The results of this analysis do not indicate a significant improvement in the overall quality of startups. For example, 52 weeks post-establishment, the differences in “quality” between startups launched in 2014 and startups launched in 2020 are relatively small. These results are consistent even when we changed the quality parameter from seed to series A.
2. The decline is due to shifting technological trends.
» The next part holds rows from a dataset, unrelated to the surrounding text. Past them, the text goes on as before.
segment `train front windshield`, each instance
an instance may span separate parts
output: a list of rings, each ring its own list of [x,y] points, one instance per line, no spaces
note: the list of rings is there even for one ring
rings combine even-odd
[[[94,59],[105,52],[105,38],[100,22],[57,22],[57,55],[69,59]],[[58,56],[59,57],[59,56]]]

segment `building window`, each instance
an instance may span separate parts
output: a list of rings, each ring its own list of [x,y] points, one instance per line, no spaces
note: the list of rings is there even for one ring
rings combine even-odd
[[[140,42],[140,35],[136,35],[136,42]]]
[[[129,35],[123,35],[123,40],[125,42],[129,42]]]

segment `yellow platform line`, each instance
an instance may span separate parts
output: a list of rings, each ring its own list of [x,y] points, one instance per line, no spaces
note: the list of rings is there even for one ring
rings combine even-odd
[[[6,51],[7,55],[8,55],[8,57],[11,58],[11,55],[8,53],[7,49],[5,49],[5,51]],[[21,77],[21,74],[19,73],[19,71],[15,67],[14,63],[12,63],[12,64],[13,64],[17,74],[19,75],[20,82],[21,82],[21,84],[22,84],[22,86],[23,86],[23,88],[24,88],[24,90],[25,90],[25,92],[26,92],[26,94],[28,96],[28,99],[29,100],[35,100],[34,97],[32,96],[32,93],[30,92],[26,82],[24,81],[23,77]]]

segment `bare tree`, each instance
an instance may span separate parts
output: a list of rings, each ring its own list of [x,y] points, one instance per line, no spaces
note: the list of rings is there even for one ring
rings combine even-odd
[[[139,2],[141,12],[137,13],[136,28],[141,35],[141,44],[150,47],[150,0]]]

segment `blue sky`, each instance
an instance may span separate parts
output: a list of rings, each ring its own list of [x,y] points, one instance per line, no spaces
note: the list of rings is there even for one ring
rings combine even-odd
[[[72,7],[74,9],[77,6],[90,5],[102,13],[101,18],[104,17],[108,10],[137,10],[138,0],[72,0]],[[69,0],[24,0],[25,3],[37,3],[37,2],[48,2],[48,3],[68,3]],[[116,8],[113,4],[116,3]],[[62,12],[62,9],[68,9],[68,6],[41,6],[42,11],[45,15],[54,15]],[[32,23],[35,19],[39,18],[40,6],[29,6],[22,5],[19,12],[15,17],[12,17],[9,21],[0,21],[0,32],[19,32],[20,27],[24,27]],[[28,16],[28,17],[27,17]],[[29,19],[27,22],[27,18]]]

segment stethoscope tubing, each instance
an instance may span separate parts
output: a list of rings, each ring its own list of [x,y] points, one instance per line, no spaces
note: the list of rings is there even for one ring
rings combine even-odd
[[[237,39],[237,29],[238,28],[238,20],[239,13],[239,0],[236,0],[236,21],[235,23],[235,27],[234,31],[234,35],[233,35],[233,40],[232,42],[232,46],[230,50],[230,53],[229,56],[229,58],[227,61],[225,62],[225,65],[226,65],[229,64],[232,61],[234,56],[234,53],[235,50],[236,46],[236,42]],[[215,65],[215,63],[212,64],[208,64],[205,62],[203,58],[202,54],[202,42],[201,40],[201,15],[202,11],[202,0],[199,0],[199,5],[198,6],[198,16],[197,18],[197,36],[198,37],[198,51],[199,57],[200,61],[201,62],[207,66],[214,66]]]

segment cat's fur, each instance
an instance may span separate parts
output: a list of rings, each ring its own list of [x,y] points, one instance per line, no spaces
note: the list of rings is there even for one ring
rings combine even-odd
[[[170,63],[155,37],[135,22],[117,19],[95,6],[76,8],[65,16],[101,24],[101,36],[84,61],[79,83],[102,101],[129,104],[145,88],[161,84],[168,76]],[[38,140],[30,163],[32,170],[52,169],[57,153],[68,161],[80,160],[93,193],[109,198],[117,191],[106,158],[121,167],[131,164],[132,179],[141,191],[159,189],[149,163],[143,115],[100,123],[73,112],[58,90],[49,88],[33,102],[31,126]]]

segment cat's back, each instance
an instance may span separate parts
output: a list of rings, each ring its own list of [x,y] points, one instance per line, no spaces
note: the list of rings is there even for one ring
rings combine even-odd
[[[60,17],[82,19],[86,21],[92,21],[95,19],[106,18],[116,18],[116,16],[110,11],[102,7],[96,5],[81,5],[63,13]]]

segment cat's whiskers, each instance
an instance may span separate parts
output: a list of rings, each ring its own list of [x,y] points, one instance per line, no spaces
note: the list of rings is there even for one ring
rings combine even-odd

In the global technology industry, one periodically notices large shifts in successful sectors. These changes may be reflected in the scale of new companies that are established. Therefore, the decline in the number of new technology companies may be due to an increase in sectors where greater resources are required, expressed either by larger startups or by a decline in the sectors that require fewer resources.
This explanation is supported by the finding that the largest decline over the past few years was in the Social Media and Advertising sector. Startups in this industry are usually “pure software” and require less personnel and equipment than “heavier” industries like AgriTech or medical equipment, and even less than Fintech and Digital Health, that alongside technical knowledge also require expertise in complex regulation. The fact that the decline is mostly limited to this sector in other countries as well supports the hypothesis that the decline can be attributed to these changes.
3. The decline stems from increased competition between startups and established companies.
Over the past decade, the number of Israeli growth companies as well as multinational corporations with a presence in Israel has increased significantly. These companies vie for the same resources as new startups across several areas:
Competition for human capital: The large number of established companies in Israel offer an attractive alternative for potential entrepreneurs. These companies offer high-paying, low-risk executive positions, making the high-risk, high-reward paradigm of entrepreneurship less appealing. For those who choose the path of entrepreneurship despite this, fierce competition over employees makes starting a company even more challenging. Indeed, startup founders must compete for employees with vastly better-resourced companies. The concurrent rise in employee wages only exacerbates the issue. Facing this difficulty, many would-be entrepreneurs simply join large companies instead of founding new startups. The rise in median seed and series A funding between 2014-2020 by 15% and 11% per year, respectively, further points to the increasing difficulty of launching a new startup.
Competition for financial capital: An additional explanation for the decline is that venture capital funds and other investors are now more focused on late-stage investing, making it more difficult for new companies to raise early-stage capital. Yet despite a decline in early-stage investments starting in 2018, there are few indications to support this claim.